With the release of Tensorflow [1] and Twitter’s torch-autograd [2] (inspired by autograd [3] originally written in Python) I think it’s time to take a look at automatic differentiation [4] and why it’s super awesome.
First, I’d like to differentiate symbolic differentiation (SD) and automatic differentiation (AD). SD is akin to the stuff you did in your calculus class, you take a math expression and return a math expression. AD is where you take code that computes some function and return code that computes the derivative of that function. Theano [5], for example, uses SD. This is precisely why it’s very difficult to express loops in Theano and models like RNNs take a long time to compile.
So why does AD even work?
The theory behind AD is all numeric computations are ultimately compositions of a finite set of elementary operations (+, -, *, /, exp, log, sin, cos, etc.) [6].
So the idea is if we can write the code to differentiate these basic operations, then when we encounter a complicated numeric computation we break it down into these elementary ops and deal with those as opposed to figuring out the derivative encapsulating the entire computation. No more fiddling around with backpropagation!
Ok, let’s tie this back in with Tensorflow and torch-autograd.
So far, there’s been two approaches to doing AD. Explicit vs. implicit graph construction.
Tensorflow
Construct a graph and have a compilation step to optimize the graph. Now, to be fair, Tensorflow uses the graph for much more than just AD. For our purposes we’ll just focus on the AD part.
You also can’t write arbitrary code, for example, you can’t use numpy to do computations. You have to use the Python Tensorflow library. This might not be case if you write in C++ since Tensorflow is a C++ program. Either way, the use of Tensorflow would most likely be in a higher-level language so it makes sense to have a language agnostic API.
torch-autograd
No compilation. Constructs a tape data structure on the fly that keeps track of computations and how to compute the backward pass (constucts the computation graph for you).
Here we can write arbitrary Torch/Lua code.

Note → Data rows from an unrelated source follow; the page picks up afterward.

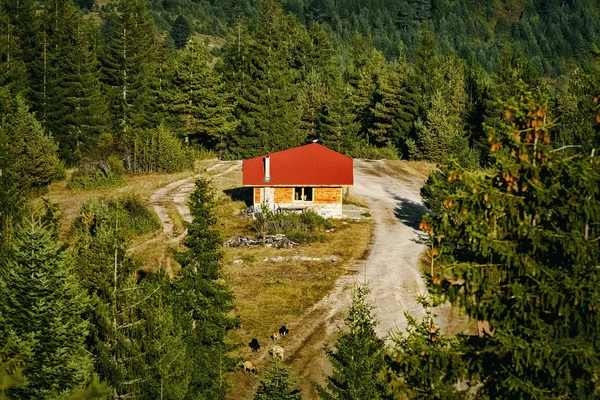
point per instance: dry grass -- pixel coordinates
(353, 200)
(71, 200)
(457, 322)
(270, 294)
(400, 169)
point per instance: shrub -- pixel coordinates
(128, 215)
(95, 179)
(371, 152)
(157, 150)
(98, 174)
(304, 227)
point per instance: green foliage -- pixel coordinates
(126, 217)
(199, 99)
(73, 108)
(95, 179)
(204, 303)
(440, 135)
(370, 152)
(12, 364)
(307, 226)
(28, 163)
(29, 159)
(137, 345)
(157, 150)
(129, 67)
(424, 364)
(277, 383)
(525, 250)
(180, 32)
(268, 108)
(42, 304)
(358, 357)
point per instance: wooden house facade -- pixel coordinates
(310, 177)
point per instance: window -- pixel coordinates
(303, 194)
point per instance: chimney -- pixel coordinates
(267, 169)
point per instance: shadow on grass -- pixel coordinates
(409, 212)
(240, 194)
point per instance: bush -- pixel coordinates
(95, 179)
(370, 152)
(98, 174)
(157, 150)
(304, 227)
(128, 215)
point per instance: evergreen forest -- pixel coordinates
(502, 96)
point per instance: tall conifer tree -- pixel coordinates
(204, 302)
(129, 67)
(200, 100)
(358, 357)
(268, 107)
(522, 256)
(42, 303)
(75, 111)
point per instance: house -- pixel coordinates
(309, 177)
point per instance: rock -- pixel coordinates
(277, 241)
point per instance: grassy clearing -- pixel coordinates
(176, 219)
(270, 294)
(267, 294)
(400, 169)
(70, 200)
(353, 200)
(457, 322)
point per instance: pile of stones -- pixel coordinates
(279, 241)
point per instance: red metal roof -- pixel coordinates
(308, 165)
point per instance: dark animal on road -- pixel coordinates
(254, 345)
(250, 367)
(277, 352)
(275, 337)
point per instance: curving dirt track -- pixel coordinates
(392, 192)
(178, 193)
(391, 268)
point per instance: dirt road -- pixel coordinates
(392, 269)
(178, 193)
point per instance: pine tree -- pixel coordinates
(394, 109)
(75, 111)
(118, 325)
(204, 302)
(165, 348)
(180, 32)
(522, 257)
(268, 107)
(41, 302)
(129, 66)
(337, 126)
(21, 16)
(440, 135)
(200, 100)
(358, 357)
(367, 65)
(277, 383)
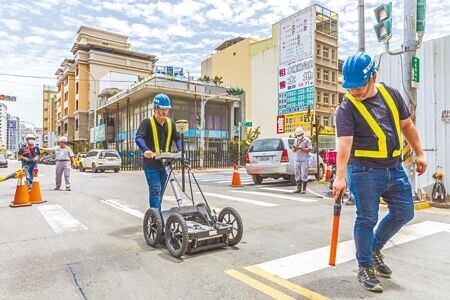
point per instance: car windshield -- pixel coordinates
(111, 154)
(266, 145)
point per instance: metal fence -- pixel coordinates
(132, 160)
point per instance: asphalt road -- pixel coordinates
(88, 244)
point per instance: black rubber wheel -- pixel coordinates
(257, 179)
(229, 215)
(438, 194)
(176, 235)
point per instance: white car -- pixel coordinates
(273, 158)
(101, 159)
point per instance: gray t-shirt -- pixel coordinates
(349, 122)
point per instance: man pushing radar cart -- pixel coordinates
(193, 227)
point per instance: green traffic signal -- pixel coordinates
(383, 28)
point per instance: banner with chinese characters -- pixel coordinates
(296, 64)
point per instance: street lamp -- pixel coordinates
(229, 92)
(95, 100)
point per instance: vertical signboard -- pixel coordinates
(296, 65)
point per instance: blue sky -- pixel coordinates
(37, 35)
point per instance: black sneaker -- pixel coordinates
(382, 269)
(369, 280)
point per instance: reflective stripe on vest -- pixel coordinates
(155, 135)
(382, 151)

Unlike Tensorflow there’s no concern to have a language agnostic API. If you buy into Torch you buy into Lua, so arbitrary code makes sense here.
So which approach is better?
I think both are right for what the each project’s goals are. Also, it doesn’t really matter! We should just be happy AD is taking off and we can avoid the dreaded friction of calculating the backward pass ourselves. Let the computer to the dirty work for you!
Sources:
[1] http://tensorflow.org/
[2] https://github.com/twitter/torch-autograd
[3] https://github.com/HIPS/autograd
[4] https://en.wikipedia.org/wiki/Automatic_differentiation
[5] http://deeplearning.net/software/theano/
[6] http://arxiv.org/abs/1502.05767
随着Tensorflow[1]和Twitter的发布火炬autograd[2](由autograd启发[3]最初用Python编写的),我认为现在是时候看看自动分化[4],以及为什么它的超级真棒。

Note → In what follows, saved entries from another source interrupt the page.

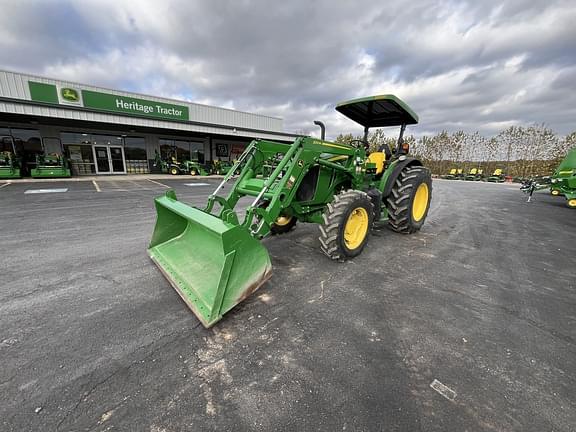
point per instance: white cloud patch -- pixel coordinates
(460, 65)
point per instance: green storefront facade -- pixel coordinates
(107, 132)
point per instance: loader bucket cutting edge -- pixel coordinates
(212, 264)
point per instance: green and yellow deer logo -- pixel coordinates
(70, 95)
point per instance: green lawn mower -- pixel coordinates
(563, 182)
(452, 174)
(173, 166)
(213, 257)
(475, 174)
(9, 161)
(497, 176)
(52, 162)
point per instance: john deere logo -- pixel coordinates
(70, 95)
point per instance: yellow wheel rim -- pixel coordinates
(283, 220)
(420, 203)
(356, 228)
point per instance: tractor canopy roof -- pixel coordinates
(378, 111)
(569, 161)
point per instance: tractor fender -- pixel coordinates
(409, 161)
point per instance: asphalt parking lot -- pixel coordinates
(482, 300)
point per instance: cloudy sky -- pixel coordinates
(477, 65)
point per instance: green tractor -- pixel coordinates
(213, 257)
(563, 180)
(52, 162)
(9, 161)
(173, 166)
(475, 174)
(497, 176)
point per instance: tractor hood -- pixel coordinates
(378, 111)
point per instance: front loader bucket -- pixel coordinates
(212, 264)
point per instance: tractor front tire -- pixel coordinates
(283, 225)
(347, 223)
(409, 200)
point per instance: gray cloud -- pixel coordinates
(460, 65)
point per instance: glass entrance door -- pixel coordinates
(117, 159)
(101, 158)
(109, 159)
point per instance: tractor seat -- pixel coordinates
(377, 158)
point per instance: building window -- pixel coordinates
(78, 148)
(135, 152)
(28, 145)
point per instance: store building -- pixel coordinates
(106, 131)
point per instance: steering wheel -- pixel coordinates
(357, 143)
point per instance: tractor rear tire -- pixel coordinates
(347, 224)
(283, 225)
(409, 200)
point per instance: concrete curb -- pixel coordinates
(119, 177)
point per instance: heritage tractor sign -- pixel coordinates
(100, 101)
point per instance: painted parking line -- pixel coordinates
(58, 190)
(158, 183)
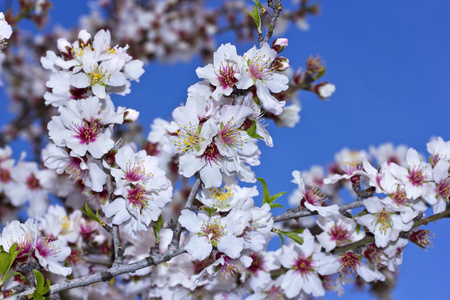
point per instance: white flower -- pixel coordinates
(221, 74)
(384, 223)
(305, 262)
(5, 28)
(258, 70)
(212, 231)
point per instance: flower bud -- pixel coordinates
(421, 238)
(280, 64)
(279, 44)
(324, 89)
(84, 38)
(130, 115)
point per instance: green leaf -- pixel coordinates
(292, 235)
(281, 237)
(266, 196)
(88, 212)
(276, 196)
(252, 129)
(39, 280)
(209, 210)
(258, 4)
(275, 205)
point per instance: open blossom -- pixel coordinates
(143, 190)
(383, 222)
(310, 198)
(222, 73)
(305, 263)
(220, 232)
(89, 67)
(338, 232)
(212, 142)
(84, 127)
(258, 69)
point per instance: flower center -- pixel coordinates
(222, 194)
(188, 138)
(5, 175)
(416, 177)
(349, 261)
(137, 197)
(213, 230)
(212, 154)
(304, 266)
(384, 219)
(261, 67)
(33, 182)
(98, 76)
(88, 132)
(257, 263)
(226, 76)
(339, 234)
(45, 247)
(313, 196)
(231, 137)
(399, 197)
(134, 172)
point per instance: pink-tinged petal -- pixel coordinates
(198, 247)
(100, 146)
(189, 220)
(278, 83)
(80, 80)
(117, 79)
(114, 207)
(231, 245)
(291, 284)
(99, 91)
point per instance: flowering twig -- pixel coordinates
(106, 275)
(305, 213)
(177, 230)
(276, 8)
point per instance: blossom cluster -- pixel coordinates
(209, 240)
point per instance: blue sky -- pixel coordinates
(390, 63)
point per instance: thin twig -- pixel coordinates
(305, 213)
(177, 230)
(105, 275)
(276, 8)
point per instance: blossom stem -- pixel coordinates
(305, 213)
(107, 274)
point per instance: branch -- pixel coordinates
(370, 239)
(177, 230)
(305, 213)
(106, 275)
(276, 7)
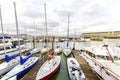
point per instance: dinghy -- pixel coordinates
(49, 68)
(74, 69)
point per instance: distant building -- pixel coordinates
(101, 35)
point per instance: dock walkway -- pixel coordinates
(31, 75)
(89, 73)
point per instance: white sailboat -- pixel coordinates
(45, 48)
(25, 63)
(67, 49)
(75, 70)
(10, 62)
(36, 49)
(58, 50)
(103, 61)
(49, 68)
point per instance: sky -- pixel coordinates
(85, 16)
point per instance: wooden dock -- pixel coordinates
(31, 75)
(89, 73)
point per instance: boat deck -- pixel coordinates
(31, 75)
(89, 73)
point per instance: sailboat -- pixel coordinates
(45, 48)
(49, 68)
(37, 49)
(10, 60)
(58, 49)
(25, 63)
(74, 70)
(67, 50)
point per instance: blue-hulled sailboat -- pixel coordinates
(11, 61)
(25, 63)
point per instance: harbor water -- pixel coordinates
(62, 73)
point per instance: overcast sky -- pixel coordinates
(86, 16)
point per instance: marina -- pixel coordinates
(62, 42)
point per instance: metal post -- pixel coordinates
(17, 26)
(2, 29)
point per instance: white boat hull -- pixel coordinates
(44, 50)
(7, 66)
(75, 71)
(20, 70)
(105, 73)
(36, 50)
(49, 68)
(58, 50)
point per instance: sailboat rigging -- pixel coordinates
(25, 65)
(45, 48)
(67, 50)
(10, 62)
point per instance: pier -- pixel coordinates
(89, 73)
(31, 75)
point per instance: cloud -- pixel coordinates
(86, 15)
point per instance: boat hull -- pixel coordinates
(43, 51)
(20, 70)
(51, 74)
(57, 51)
(22, 73)
(8, 68)
(75, 71)
(67, 52)
(99, 68)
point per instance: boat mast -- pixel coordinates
(108, 52)
(46, 38)
(2, 29)
(17, 26)
(68, 29)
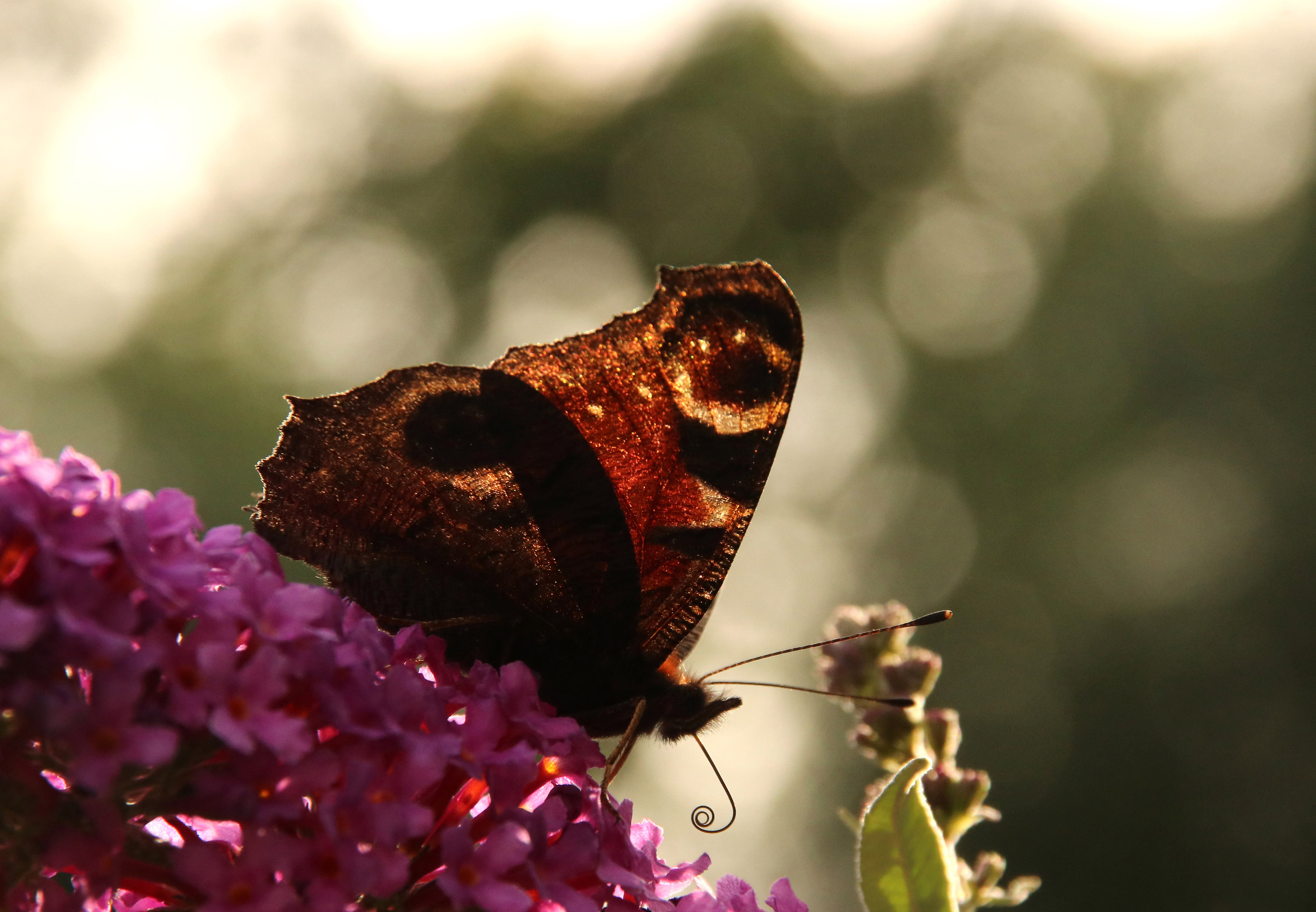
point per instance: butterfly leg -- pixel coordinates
(623, 751)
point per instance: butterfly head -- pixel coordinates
(687, 708)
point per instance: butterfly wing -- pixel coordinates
(574, 506)
(683, 403)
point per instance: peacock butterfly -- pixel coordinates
(573, 506)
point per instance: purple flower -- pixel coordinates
(735, 895)
(473, 873)
(294, 755)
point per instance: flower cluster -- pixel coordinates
(182, 728)
(885, 665)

首先,我想区分符号微分(SD)和自动微分(AD)。 SD类似于你在你的微积分类做了东西,你把一个数学表达式,并返回一个数学表达式。 AD是你采取一些计算功能,并返回代码,该计算函数的导数的代码。 Theano[5],例如,使用的SD。这正是为什么它是非常艰难的啮合来表达Theano循环和模型,如RNNs需要较长时间进行编译。
那么,为什么AD甚至工作?
AD背后的理论是所有的数字计算最终都是有限的一系列基本操作的成分(+, - ,*,/,EXP,日志,正弦,余弦,等等)[6]。
这样的想法是,如果当我们遇到一个复杂的数值计算,我们把它分解成这些基本老年退休金计划,并与处理,而不是搞清楚衍生封装整个计算,我们可以编写代码来区分这些基本操作,然后。没有更多的反向传播摆弄周围!
好吧,让我们来配合这回在Tensorflow和火炬autograd。
到目前为止,已经两方法做AD。显性与隐性图施工。